FT-Raman, FT-IR and normal-mode analysis of carcinogenic polycyclic aromatic hydrocarbons. Part I - a density functional theory study of benzo(a)pyrene (BaP) and benzo(e)pyrene (BeP)

Abstract

In the mechanistic study of the oxygenation of polycyclic aromatic hydrocarbons (PAHs) by mixed‐function oxidase, we employed hemoglobin (Hb) as a model compound for cytochrome P450. We found that the relative intensities of several Raman peaks of benzo(a)pyrene (BaP) and benzo(e)pyrene (BeP) in the region between 600 and 1600 cm−1 are significantly enhanced by the oxygenated Hb but not by the deoxygenated Hb. This seems to indicate that these affected vibrations could be the modes involved in PAH epoxidation by the heme‐bound oxygen.
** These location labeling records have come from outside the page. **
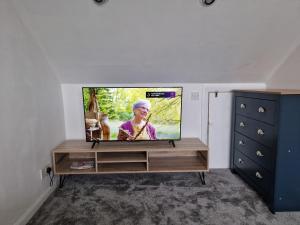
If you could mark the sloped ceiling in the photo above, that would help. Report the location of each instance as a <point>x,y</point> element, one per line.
<point>142,41</point>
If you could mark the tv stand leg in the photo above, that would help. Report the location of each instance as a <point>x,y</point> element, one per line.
<point>202,177</point>
<point>172,143</point>
<point>62,180</point>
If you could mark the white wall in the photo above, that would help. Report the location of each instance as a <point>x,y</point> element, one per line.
<point>31,119</point>
<point>147,40</point>
<point>288,73</point>
<point>194,114</point>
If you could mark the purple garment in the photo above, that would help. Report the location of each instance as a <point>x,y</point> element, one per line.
<point>149,128</point>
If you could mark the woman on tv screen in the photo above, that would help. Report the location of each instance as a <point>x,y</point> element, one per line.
<point>138,128</point>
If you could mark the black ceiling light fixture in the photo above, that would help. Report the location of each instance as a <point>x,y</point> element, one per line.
<point>100,2</point>
<point>208,2</point>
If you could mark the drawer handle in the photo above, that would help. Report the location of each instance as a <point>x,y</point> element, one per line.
<point>260,132</point>
<point>258,175</point>
<point>243,106</point>
<point>241,142</point>
<point>242,124</point>
<point>261,109</point>
<point>258,153</point>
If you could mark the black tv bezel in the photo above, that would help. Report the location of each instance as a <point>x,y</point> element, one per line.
<point>108,141</point>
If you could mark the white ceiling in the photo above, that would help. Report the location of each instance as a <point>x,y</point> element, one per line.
<point>142,41</point>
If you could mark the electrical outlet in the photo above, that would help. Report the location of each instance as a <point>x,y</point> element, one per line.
<point>43,172</point>
<point>195,96</point>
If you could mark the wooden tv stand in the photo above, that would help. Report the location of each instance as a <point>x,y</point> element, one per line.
<point>189,155</point>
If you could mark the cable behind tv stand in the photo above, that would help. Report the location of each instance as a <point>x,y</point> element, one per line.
<point>189,155</point>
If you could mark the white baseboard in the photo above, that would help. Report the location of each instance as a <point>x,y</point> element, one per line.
<point>24,219</point>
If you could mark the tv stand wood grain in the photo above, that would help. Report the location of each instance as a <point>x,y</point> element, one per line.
<point>189,155</point>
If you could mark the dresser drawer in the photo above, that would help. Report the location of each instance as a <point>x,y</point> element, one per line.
<point>258,153</point>
<point>259,109</point>
<point>259,176</point>
<point>259,131</point>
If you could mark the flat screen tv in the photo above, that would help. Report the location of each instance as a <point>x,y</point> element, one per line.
<point>132,113</point>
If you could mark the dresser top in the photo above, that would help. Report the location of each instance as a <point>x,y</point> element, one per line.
<point>274,91</point>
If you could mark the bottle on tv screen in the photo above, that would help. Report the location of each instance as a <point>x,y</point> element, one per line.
<point>132,114</point>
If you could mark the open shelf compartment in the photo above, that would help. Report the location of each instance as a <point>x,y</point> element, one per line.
<point>64,161</point>
<point>118,157</point>
<point>184,163</point>
<point>122,167</point>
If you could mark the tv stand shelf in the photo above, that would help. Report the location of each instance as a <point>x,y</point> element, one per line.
<point>189,155</point>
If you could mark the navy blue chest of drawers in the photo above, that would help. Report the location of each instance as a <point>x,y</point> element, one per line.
<point>265,149</point>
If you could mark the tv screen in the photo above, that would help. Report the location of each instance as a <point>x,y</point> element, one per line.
<point>132,114</point>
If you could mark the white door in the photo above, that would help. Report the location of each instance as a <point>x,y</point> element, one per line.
<point>219,129</point>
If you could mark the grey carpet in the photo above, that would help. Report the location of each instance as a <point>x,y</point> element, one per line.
<point>145,199</point>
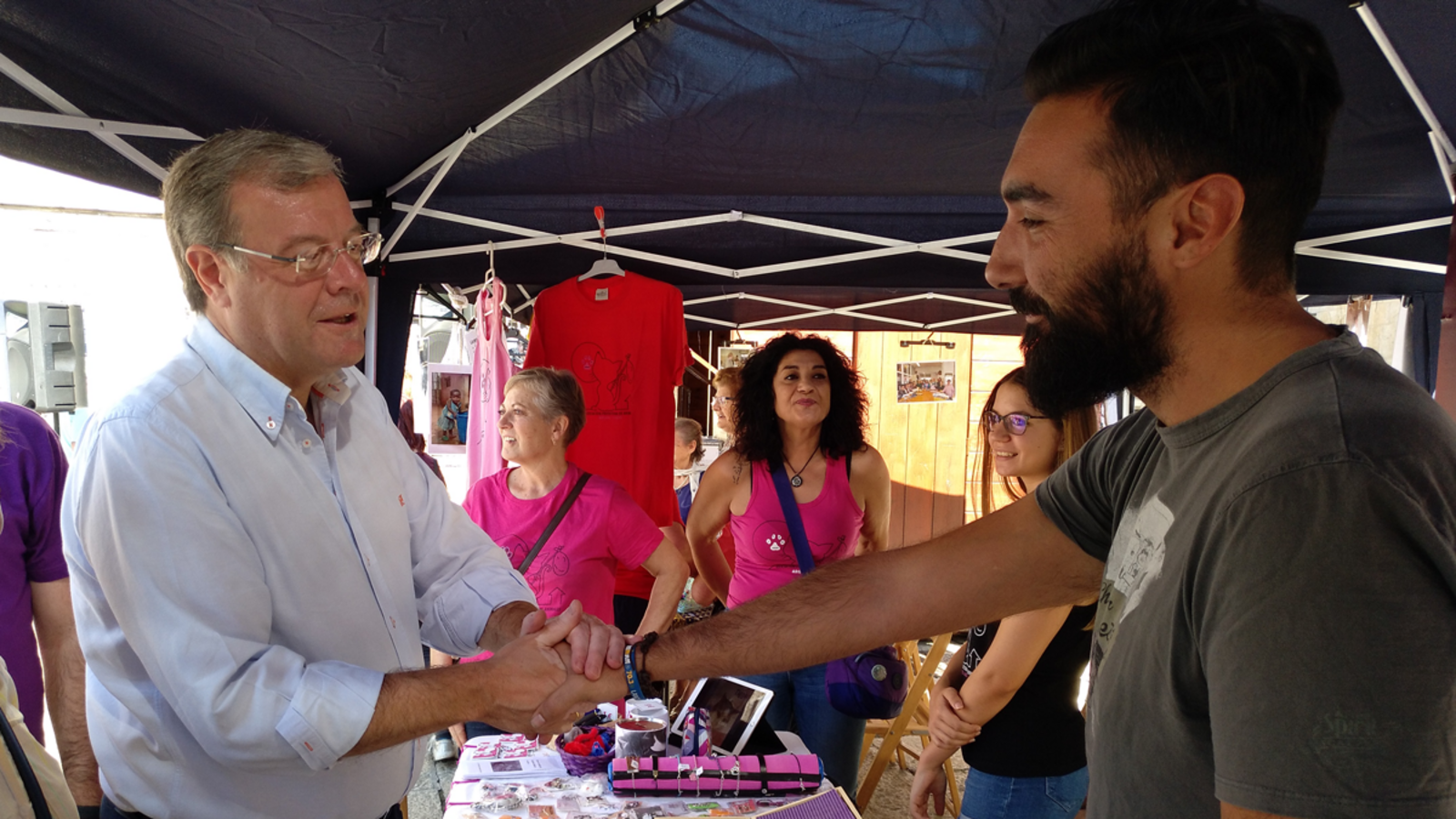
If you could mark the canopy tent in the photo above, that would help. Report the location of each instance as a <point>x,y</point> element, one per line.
<point>820,164</point>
Density functional theoretical calculations were carried out using a commercially available software package. The DN** basis set appears to give the most satisfactory results. The difference in wave numbers between observed and calculated wave numbers is estimated to be <20 cm−1. Peak assignment through animation shows that all these heme‐bound oxygen‐affected modes are in‐plane vibrations. This seems to indicate that BaP molecules, in forming the activated complexes, are more likely vibrating in‐plane than out‐of‐plane. In other words, BaP molecules may diffuse out of the heme pocket without interaction if their vibrations do not enhance orbital overlapping with the heme‐bound oxygen molecules.